Magdalene II: The Chalice represents the view held by some historians that Mary Magdalene was Jesus’ wife and the mother of his children. By this account she was in fact the Holy Grail, the Chalice that carried his seed. Children being corporeal, and child-bearing being perhaps the ultimate and certainly most visceral moment of a woman’s life, I represented this Magdalene at the ripest point in pregnancy, just before giving birth.

The third Magdalene is based on the idea, uncovered in the Book of Thomas from the relatively recently discovered Gnostic Gospels, that Maria of Magdala was Jesus’ closest advisor and confidante, possibly his financial backer, and the individual he chose to carry on his teachings. Mary Magdalene was, by this account, the preferred foundation, or rock, of his church going forward. She was, simply, a friend.

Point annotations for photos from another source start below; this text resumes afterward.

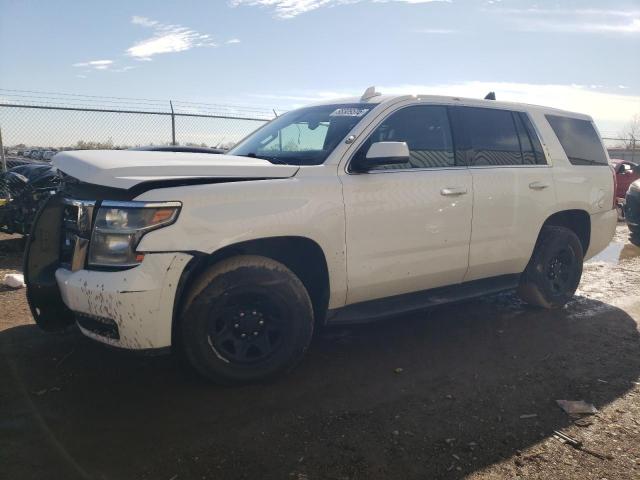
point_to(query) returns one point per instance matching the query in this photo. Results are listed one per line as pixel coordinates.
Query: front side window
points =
(303, 137)
(426, 131)
(579, 140)
(492, 136)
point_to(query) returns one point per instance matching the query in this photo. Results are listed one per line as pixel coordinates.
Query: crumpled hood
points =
(127, 168)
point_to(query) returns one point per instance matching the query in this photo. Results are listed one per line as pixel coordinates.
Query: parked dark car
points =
(632, 212)
(23, 189)
(627, 172)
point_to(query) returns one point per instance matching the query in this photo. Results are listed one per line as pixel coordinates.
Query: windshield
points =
(303, 137)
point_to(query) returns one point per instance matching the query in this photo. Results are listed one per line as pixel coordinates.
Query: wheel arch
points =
(302, 255)
(576, 220)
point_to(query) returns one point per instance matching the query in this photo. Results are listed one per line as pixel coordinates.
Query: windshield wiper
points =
(273, 160)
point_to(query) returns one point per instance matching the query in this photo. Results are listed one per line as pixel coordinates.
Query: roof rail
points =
(369, 93)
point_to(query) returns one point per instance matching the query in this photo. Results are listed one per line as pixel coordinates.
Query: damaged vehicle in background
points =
(23, 190)
(344, 211)
(632, 212)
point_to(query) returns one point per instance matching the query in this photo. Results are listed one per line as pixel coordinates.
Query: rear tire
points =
(553, 273)
(246, 319)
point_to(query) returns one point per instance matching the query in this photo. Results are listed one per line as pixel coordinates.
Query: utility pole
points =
(173, 124)
(4, 160)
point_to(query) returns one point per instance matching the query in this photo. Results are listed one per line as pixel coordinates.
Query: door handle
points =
(453, 191)
(538, 185)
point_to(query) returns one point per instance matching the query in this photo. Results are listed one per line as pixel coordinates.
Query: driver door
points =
(408, 226)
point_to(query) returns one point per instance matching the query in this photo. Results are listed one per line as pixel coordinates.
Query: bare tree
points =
(630, 136)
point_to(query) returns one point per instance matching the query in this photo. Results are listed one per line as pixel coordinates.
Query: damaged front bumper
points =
(132, 308)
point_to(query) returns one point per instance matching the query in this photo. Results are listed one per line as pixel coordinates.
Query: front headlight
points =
(119, 227)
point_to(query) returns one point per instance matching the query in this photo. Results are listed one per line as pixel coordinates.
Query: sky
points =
(578, 55)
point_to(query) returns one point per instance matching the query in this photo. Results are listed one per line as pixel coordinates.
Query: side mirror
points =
(383, 153)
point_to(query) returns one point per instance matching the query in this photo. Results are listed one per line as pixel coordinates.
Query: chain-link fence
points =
(33, 123)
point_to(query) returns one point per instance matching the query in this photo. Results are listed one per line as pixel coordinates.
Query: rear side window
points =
(533, 136)
(579, 140)
(491, 135)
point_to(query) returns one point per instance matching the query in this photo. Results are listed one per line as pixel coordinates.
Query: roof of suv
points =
(391, 99)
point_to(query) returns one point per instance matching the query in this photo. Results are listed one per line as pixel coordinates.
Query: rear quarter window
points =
(579, 140)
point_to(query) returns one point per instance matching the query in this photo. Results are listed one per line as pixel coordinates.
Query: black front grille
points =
(105, 327)
(77, 221)
(69, 232)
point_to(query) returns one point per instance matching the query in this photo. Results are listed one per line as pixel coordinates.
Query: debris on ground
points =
(46, 390)
(577, 407)
(578, 445)
(14, 280)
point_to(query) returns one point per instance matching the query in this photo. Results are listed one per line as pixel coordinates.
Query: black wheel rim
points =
(560, 271)
(245, 328)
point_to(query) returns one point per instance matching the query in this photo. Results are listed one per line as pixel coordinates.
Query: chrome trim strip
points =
(79, 203)
(135, 204)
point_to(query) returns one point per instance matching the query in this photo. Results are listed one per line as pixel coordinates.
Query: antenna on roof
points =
(369, 93)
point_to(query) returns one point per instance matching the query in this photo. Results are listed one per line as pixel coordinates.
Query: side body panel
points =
(308, 205)
(581, 187)
(402, 234)
(507, 217)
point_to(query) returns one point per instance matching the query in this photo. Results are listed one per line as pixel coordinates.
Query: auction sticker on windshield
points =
(349, 112)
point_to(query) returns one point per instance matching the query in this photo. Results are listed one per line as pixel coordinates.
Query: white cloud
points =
(293, 8)
(166, 39)
(560, 20)
(97, 64)
(436, 31)
(611, 110)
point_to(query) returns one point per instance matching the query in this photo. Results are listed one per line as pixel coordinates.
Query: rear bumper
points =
(632, 209)
(603, 228)
(131, 309)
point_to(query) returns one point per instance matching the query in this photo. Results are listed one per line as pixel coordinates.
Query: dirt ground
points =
(475, 397)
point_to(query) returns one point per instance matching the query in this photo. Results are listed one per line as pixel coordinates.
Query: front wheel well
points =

Each of the Magdalenes also contains a symbol from mythology. In the first, it is the apple, the turning point in Christian mythology that brought shame into the world, made sex forbidden, and knowledge something beyond the grasp of humankind. In the second, it is the toothed vagina, or vagina dentada, an image that appears across world mythologies, and which was co-opted by Freud as a symbol of men’s fear of castration. I have encountered other interpretations including an understanding of the life-changing consequences of sex and a fear of death, of returning to the womb that originally gave life, this time to be devoured in death. In most cases, it seems to be a mythology about men’s fears. I applied the myth to the vessel of those fears in the very moment that this symbolic tunnel becomes, for her, the canal through which she will give birth. Seen in relation to the life about to pass through these jagged jaws, the toothed vagina takes on a completely other significance than that popularized by Freud.

And finally the myth in the third Magdalene is that of race. As the frequent victors in modern history, the Caucasian race has more or less defined the color of divinity as “white.” But the man who lived and became the founder of Christianity is highly unlikely to have been the blue-eyed, fair-skinned lamb of Western mythology. In this piece, I simply give the hand and arm of The Rock’s friend a different ethnic background than that presumed by Western culture.

To ensure the iconic nature of the Magdalene images, which were much more contemporary than those of other work in the series, I rendered them in sepia tones to provide a visual marker of historical context, and placed them in a free-floating white to suggest their existence in time and imagination.

Thus this series reinvents iconic imagery of the divine feminine from both mythological and historical perspectives, challenging existing images and offering them from a different viewpoint for consideration. These paintings are the completed members of a larger series in progress which explores various aspects of life, myth, image, power and history.